In sum, Turner has flunked his effort to create a genuine issue of material fact as to his FLSA claim. Hence Saloon's Rule 56 motion must be and is granted as to Turner's claim for back wages and damages under that statute.
Illinois Act Claim
Turner does not deny that the success of his state law claim under the Illinois Act is intertwined with the success of his federal claim under the FLSA, for the Illinois statute parallels the language of FLSA §207(a)(1). Understandably the Illinois courts therefore subject the state statute to the same interpretation and application as its federal counterpart (see, e.g., Haynes v.

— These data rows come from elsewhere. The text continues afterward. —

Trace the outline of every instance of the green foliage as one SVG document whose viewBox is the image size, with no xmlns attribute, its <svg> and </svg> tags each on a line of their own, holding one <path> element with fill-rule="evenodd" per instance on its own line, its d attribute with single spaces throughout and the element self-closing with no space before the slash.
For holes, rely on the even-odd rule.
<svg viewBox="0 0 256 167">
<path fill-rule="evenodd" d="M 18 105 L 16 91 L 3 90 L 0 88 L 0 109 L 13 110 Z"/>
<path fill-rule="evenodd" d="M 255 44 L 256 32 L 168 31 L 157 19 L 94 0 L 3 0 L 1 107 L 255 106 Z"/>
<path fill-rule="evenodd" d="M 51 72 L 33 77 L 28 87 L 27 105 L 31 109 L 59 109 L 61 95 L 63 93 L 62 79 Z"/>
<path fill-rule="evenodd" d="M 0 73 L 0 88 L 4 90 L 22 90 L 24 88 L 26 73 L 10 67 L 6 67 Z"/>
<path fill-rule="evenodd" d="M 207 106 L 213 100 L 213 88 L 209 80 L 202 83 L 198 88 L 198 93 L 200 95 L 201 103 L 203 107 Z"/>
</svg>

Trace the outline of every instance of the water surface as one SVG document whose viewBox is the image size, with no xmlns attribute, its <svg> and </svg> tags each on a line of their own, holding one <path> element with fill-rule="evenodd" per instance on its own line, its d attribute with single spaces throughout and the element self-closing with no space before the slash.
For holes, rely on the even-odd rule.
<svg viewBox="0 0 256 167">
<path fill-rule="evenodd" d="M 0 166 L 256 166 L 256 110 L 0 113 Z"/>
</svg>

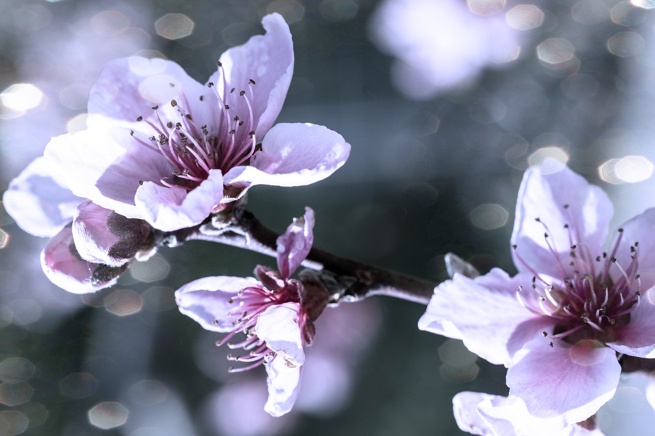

Tru-Green Corp., 154 Ill.App.3d 967, 977, 507 N.E.2d 945, 951 (4th Dist. 1987)).
Like our Court of Appeals, then (see Condo v. Sysco Corp., 1 F.3d 599, 601 n.3 (7th Cir. 1993)), this Court will treat the two statutes as co-extensive. Accordingly, Saloon's Rule 56 motion as to Turner's claim under the Illinois Act is granted for the same reasons already stated as to Turner's FLSA claim.
Because he has again failed to demonstrate the existence of a genuine issue of material fact, Turner's claim that Saloon failed to compensate him accurately has come up empty. With the loss of his Wage Claims, nothing of his lawsuit remains. This action is dismissed with prejudice.